The Michigan chapter of the American Civil Liberties Union (ACLU) on Monday filed a lawsuit seeking to force Michigan to recognize the marriages of more than 300 gay and lesbian couples who exchanged vows during the 24-hour window when such unions were legal in the state.

On March 21, U.S. District Judge Bernard Friedman ruled the state's marriage ban invalid.
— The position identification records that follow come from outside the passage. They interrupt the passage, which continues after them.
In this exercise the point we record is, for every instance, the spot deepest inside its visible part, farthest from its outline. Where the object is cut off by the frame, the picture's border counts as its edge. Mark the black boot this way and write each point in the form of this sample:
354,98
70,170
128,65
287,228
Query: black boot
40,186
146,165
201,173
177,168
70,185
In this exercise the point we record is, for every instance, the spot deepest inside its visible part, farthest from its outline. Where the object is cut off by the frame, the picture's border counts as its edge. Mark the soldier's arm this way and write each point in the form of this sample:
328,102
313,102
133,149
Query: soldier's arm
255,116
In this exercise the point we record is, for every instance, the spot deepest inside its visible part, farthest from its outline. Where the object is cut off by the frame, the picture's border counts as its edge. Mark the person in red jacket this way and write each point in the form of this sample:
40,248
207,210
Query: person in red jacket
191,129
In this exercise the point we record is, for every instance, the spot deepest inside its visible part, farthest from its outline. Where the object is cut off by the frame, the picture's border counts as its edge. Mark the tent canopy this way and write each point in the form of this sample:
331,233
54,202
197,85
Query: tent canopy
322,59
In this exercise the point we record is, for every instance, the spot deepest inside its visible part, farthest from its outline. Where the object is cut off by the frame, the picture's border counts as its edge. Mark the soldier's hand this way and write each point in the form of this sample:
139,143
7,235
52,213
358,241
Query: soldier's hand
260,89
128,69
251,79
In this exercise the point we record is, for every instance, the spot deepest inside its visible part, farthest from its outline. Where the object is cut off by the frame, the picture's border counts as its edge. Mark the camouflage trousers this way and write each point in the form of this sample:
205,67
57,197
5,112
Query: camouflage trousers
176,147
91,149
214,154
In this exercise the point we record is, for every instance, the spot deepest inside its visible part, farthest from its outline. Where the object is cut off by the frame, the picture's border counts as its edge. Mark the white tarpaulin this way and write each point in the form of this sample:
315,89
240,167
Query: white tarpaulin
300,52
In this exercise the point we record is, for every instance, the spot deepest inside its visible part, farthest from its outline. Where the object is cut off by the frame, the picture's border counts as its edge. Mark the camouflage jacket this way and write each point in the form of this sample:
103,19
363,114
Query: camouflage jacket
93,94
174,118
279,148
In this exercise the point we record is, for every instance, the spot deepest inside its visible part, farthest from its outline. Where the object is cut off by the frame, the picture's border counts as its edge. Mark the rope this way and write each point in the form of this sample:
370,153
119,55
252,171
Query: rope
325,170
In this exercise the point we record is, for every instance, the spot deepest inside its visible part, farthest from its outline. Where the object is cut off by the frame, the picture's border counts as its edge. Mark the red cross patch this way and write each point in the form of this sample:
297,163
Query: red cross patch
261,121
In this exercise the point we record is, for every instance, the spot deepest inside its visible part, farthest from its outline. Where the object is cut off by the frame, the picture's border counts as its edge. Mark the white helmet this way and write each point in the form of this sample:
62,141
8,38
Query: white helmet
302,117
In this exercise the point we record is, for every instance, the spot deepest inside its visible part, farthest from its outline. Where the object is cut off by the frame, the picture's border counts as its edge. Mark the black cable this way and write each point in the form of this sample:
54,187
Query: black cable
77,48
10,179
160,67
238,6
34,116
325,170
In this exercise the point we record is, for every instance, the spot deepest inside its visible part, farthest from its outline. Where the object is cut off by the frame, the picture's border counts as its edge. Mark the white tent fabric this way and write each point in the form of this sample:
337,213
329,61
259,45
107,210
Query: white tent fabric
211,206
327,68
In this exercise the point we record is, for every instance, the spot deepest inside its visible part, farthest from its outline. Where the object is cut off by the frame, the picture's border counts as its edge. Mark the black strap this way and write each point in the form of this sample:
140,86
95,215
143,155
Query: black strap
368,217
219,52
Clerks in four Michigan counties opened their doors the following day, a Saturday, to marry more than 300 gay couples before the Sixth Circuit Court of Appeals in Cincinnati suspended Friedman's decision as the state pursues an appeal.

While the federal government has said it will recognize the marriages as valid, Governor Rick Snyder said the state will not.

(Related: Obama admin says Michigan gay marriages will be recognized.)

The ACLU's lawsuit includes eight couples who married on March 22 in Michigan.

“By retroactively stripping Plaintiffs' marriages of legal recognition, the Governor has placed Plaintiffs and their families in an intolerable state of legal limbo that threatens their wellbeing, health, financial security, and family integrity, and denies their dignity as free and equal citizens,” the ACLU's lawsuit argues. “Absent relief from this Court, Plaintiffs will be unable to access critical protections and benefits for themselves and their families that are enjoyed as [a] right by all other couples who were legally married in Michigan.”

The ACLU is also suing Utah for not recognizing more than 1,300 gay couples who married after the state's ban was struck down in December.